И внезапно тебя осеняет: да ведь этот голос принадлежит герою «Огненных колесниц» [10], чемпиону в беге на четыреста метров шотландцу Эрику Лидделу, совершавшему свой бег во имя и во славу Господа… Потому напрасно Перкинс сегодня расточает свою сумеречную странность — в его исполнении все равно ощущается искорка успокаивающего тепла, бесконечно малая частица героического простодушия, уцелевшего в самом средоточии двоедушия и обмана. А сколько других, не нашедших для себя слов мыслей, сколько крошечных островков памяти невольно и тайно соскользнуло на звуковую дорожку, чтобы эта роль внезапно обнаружила всю филигранность работы актера, дублировавшего иностранного коллегу во французской версии «Убийства в Восточном экспрессе», сколько их понадобилось, чтобы осветить потемки души персонажа — всех, всех его бесконечно множащихся персонажей?..

Хорошее дело — дубляж. Конечно, всем известно, что настоящие любители кино смотрят только оригинальные версии, но для таких простофиль, как мы с тобой, подобный способ прожить фильм вовсе не так уж плох. Наоборот, он обогащает для нас картину странной и недоступной взгляду знатока смесью таинственности и непринужденности в обращении. Сами не понимая, как это происходит, мы переселяемся на пленку…

МЕТАЛЛИЧЕСКИЙ ДОЖДИК

Чаще всего он проливается в передней или на пороге детской. Проходя мимо, ты невольно коснешься рукой этих маленьких металлических трубочек, нанизанных на прочную нить. А там — что? Нечто отдаленно похожее на совиную голову, старомодный дизайн — одна из тех штук, которые выглядели так современно в семидесятые. Но главное — эти самые подвески снизу, и эта дробная музыка, рассеянно и мимоходом проигранная тобой. Она тебя не остановит. Разговор продолжается: давайте сюда пальто, красиво у тебя в комнате… И в то же время ты слегка рассеян. Звук медленно угасает, переходя от почти агрессивной жизнерадостности к вялой капели. Но он задержался в пространстве и терпеливо ищет себе место между аперитивными фразами, солью орешков и горечью виски. Вскоре забываешь обо всем, кроме последнего фильма, возмущаешься: да как вам может нравиться такое?

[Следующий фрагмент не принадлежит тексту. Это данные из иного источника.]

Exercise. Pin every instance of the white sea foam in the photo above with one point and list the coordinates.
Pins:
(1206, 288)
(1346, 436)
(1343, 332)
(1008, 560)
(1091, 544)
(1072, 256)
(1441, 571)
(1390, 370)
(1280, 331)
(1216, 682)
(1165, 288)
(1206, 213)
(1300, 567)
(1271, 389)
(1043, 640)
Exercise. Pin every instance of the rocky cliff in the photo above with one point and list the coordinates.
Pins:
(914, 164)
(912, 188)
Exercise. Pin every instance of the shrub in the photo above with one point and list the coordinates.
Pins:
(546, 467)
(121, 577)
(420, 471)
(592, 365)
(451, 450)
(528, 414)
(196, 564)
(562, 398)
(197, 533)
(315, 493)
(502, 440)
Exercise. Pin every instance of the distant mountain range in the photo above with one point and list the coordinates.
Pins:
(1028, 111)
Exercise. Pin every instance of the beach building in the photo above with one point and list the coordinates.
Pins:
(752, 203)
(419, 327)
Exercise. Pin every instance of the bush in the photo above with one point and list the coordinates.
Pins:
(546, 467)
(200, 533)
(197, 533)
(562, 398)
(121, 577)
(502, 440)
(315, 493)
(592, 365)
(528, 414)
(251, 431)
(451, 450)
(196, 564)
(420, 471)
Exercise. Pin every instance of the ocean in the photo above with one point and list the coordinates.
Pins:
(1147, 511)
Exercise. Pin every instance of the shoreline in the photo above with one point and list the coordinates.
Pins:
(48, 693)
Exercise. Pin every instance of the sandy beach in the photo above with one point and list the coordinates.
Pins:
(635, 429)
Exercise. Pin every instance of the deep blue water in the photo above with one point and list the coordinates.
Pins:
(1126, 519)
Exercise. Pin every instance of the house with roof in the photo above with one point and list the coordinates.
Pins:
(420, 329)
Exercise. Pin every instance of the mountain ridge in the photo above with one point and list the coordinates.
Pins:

Но в эту минуту еще кто-то проходит под совой, и на этот раз музыка словно прилетает из куда более далекого далека — далека, что находится по ту сторону застольного шума. И ты вздрагиваешь. Да, коротенькая металлическая фраза — это бакалейная лавка, которую снесли, чтобы сделать автостоянку, — как давно это было. Ты толкал деревянную дверь, выкрашенную в зеленый цвет, и звонил колокольчик, ты толком не знал, где он подвешен, да и знать не хотел. Бакалейщица выходила навстречу, сложив руки на обширном животе, поверх белоснежного передника. И несколько секунд, пока не произнесли первых слов, весь магазин словно плыл в этой легкой россыпи отдельных ноток. Послеполуденная музыка, в ней и светлая пылинка, пляшущая в солнечном луче, и мятные леденцы в стеклянной банке, и сыр канталь под своим решетчатым колпаком. Металлическая музыка, на которой повисают тишина, прохлада, запахи и полумрак.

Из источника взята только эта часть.